Watch: Obsolete Game Consoles Become Instruments for a Rock Song

Except for the voice, everything you hear is coming from a vintage console or computer peripheral.
Image may contain Human Person Computer Keyboard Electronics Computer Hardware Computer Keyboard and Hardware

When the news about the NSA spying scandal broke, the Kremlin ordered its intelligence officers to stop using their laptops and to dust off Soviet-era typewriters. These relics from the Politburo’s secretarial pool had drawbacks, but do keep prying eyes at bay. Director James Houston also has a fondness for Cold War era technology. Unfortunately, it did little to protect his creative concepts from copy-cat competitors.

Houston learned that a large ad agency was going produce a big-budget remake of his 2008 student film Big Ideas, Don't Get Any—without giving him credit. The YouTube hit features an orchestra of obsolete gadgets covering a Radiohead song and had become his calling card, but was going to be appropriated by a printer company if he didn't act fast. Lacking the funds for a lawsuit, he sprung into action to create a new video called Polybius to drown out his competition.

>Everything you hear is coming from a vintage console or computer peripheral.

Houston wanted to turn the concept up to 11 so he recruited musician Julian Corrie to write and perform a new piece and asked a producer for the BBC to help get it to air before the multinational mimic did. "He snapped his fingers and two weeks later we're at the bottom of a swimming pool trying to mic up floppy drives," says Houston.

The film's opening act is interesting, but the execution is the lure. "Except for Julian's voice, everything you hear is coming from a vintage console or computer peripheral," says Houston. A cheap guitar-to-MIDI converter allowed Corrie to use a traditional guitar as an input for a Rube Goldberg-esque rig that consisted of a SEGA Mega Drive, two Commodore 64s, a few floppy drives, and an assortment of GameBoys and CRT televisions. "Emotion is easily manipulated via nostalgia,” says Houston. “And the emotional impact is stronger if the devices seem as though they're trying to prove themselves.”

While most musicians dream of playing Wembley Stadium, Polybius was recorded in swimming pool in Glasgow’s Govanhill Baths, a decrepit Victorian structure that was saved from demolition by a group of squatters. The acoustics were perfect and the visuals helped bolster the retro theme. "I wanted to get the sense of being buried underground," says Houston. "The drained pool had the same voice as the consoles—something old, fun, and almost unusable, desperate for a new lease of life."

The site, despite its funeral parlor charm, had some drawbacks, including a leaking roof. "We spent a lot of the day wiping up rain puddles that constantly crept towards our equipment," says Houston, who lost a Mega Drive in the process, but was happy to make the trade-off for a flame-retardant shooting location. "Shooting in the pool would have made it easier to contain any fires that may have sprung up."

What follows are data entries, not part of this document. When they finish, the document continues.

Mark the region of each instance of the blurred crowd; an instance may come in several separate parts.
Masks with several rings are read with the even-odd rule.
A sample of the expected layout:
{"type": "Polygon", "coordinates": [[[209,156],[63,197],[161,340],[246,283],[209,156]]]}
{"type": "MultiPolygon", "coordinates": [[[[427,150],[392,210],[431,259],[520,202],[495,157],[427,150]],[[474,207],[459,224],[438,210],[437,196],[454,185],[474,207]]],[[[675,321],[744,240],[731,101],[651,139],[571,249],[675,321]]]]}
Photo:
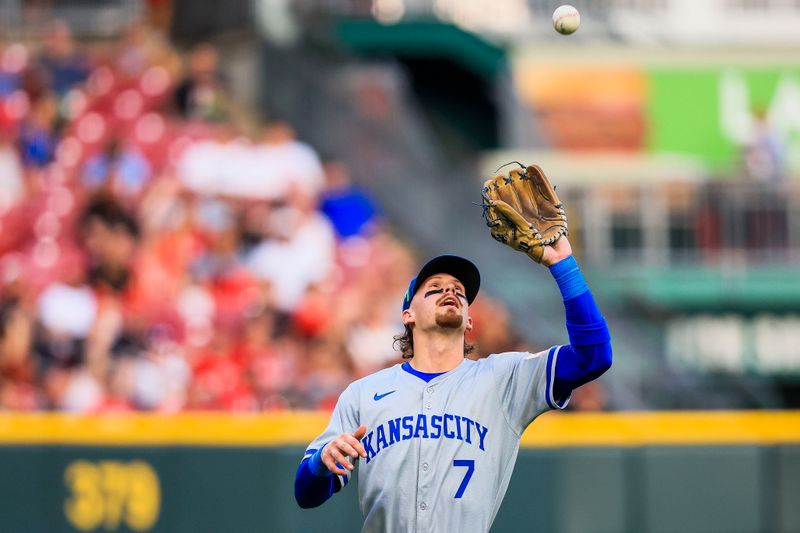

Houston is a fan of old-school aesthetics, but also a firm believer in the power of modern communication technologies. "The internet is a true democracy that must be protected and cherished,” he says. “The audience is right there; just make something good and they'll care about it." What he has planned for an encore? "I've yet to find a way of making money,” he says. “That's the next step."